Patent
Ülkemizde alınan patentlerin sayısının azlığından yakınılıyor. Peki, patent almak kimin işi olmalı? Genel kanı patent almanın akademik ortamın işi olduğu. Ben öyle düşünmüyorum. Çünkü akademik dünyadan çıkan temel yetkinliklere bir sanayi uygulaması olmadan patent alınamıyor. Bunu sınamak için bir deneme yaptım: Bir müşterim için geliştirdiğim uzaktan çıplak el ile kumanda tekniğini sizlerle paylaşmıştım (04.04.2011). Bu uygulamada, beden dili sözcüklerinin kullanışlılığı prensibi üzerine, alınamayacağını bile bile patent başvurusunda bulundum. Patent bürosu, “bunun patentini prensip hali ile alamayız, sanayiye uygulamasını göstermeliyiz” diye olumsuz sonuç verdi. Kısaca, bir temel yetkinliği bir ürüne bağlamadan patentini alamıyorlar.

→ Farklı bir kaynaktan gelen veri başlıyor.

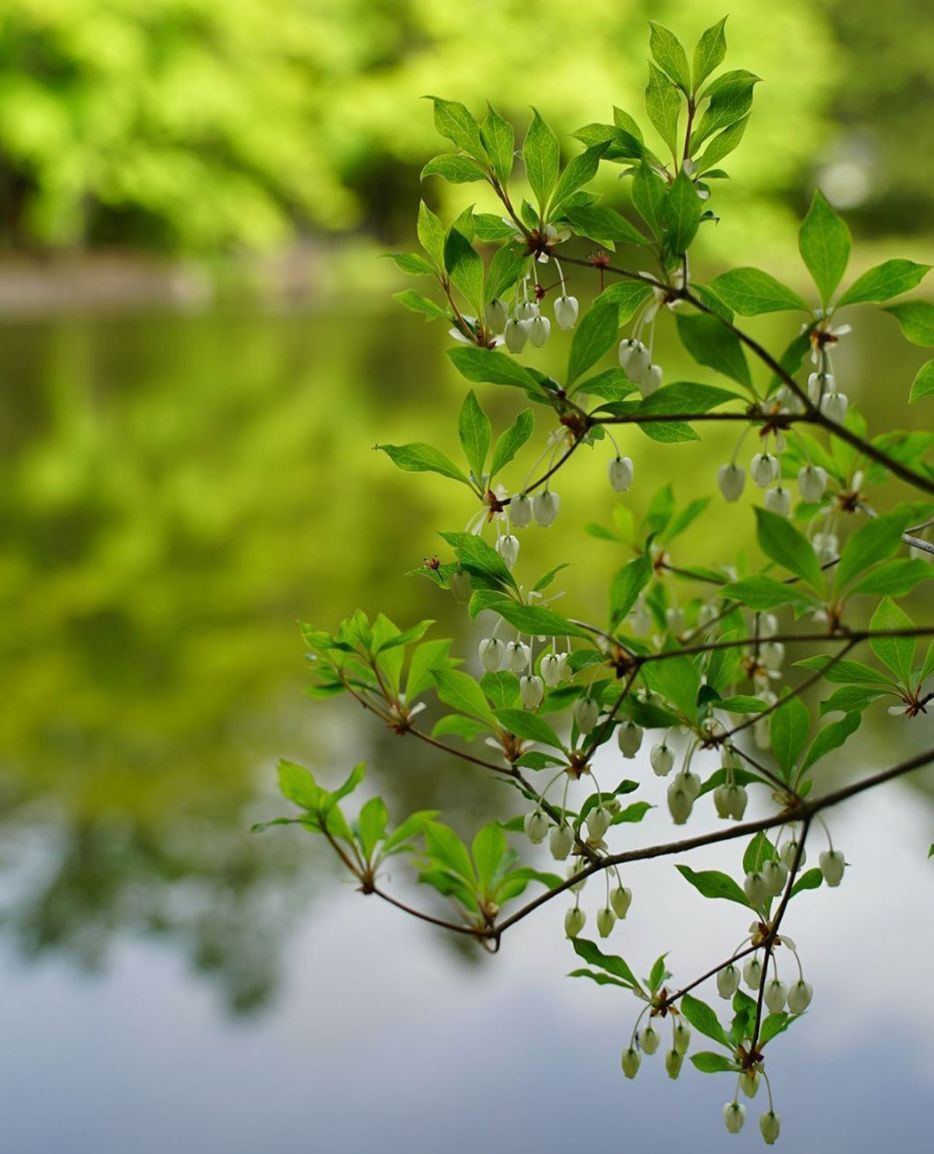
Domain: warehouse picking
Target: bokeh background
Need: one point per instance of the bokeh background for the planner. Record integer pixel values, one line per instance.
(197, 353)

Üniversite hocalarımız, bir yandan öğrenci yetiştirecekler, bir yandan araştırma yapacaklar, bir yandan da bu araştırma sonuçlarını sanayie uygulayarak patent alacaklar. İş yükü insafsızlık sınırına doğru gidiyor. Patent alma görevini, ürün tasarlayan sanayiye bıraksak, bu sefer de sanayinin çoğunun yapılanmamış olması nedeniyle buradan istenen sonuç çıkmıyor.

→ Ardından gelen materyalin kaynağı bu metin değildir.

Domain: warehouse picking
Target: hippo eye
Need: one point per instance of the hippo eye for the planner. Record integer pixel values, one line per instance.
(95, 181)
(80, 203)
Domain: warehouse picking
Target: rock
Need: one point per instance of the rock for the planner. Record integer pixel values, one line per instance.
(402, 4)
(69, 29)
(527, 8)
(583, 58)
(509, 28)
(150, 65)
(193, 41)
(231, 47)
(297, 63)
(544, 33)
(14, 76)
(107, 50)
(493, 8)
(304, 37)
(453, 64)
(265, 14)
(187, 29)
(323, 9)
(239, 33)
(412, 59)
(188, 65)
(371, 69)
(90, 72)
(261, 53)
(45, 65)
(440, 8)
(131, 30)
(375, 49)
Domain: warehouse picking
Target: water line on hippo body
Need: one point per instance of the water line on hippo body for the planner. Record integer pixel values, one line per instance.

Şimdi Kalkınma Bakanlığı’nın bir unsuru olan Devlet Planlama Teşkilatı ülke genelinde “Araştırma Merkezleri” kurulması için kaynak yarattı. Kurulan merkezlerden ikisine yazılarımda değinmiştim: TAM (Boğaziçi Üniv.) ve ROTAM (İTÜ). Buralarda amaç, sanayiden aldıkları siparişler ile üniversitelerdeki temel yetkinlikleri değerlendirip bir tasarımda kullanmak ve bir ürün prototipi hazırlamak. Temel yetkinlikler, ister kendi bağlı oldukları üniversitelerden, isterse ilişkide oldukları üniversitelerden gelebilir. Bu merkezlerin işlevi, temel yetkinlikten teknoloji üretmek, dönüşüm yapmak, dönüştürücü olmak. Sanayi burada yaratılan teknolojiyi tıpkı bir yabancı kuruluştan olduğu gibi, transfer edecek. ROTAM’ın tasarımı helikopter TAİ’de deneniyor.
Mezuniyet sonrası burada çalışacaklara (post-grad.) sanayide alabilecekleri kadar ücretle iş sağlandığında çark döner. İşin doğası bu ve buralardan çok patent çıkar.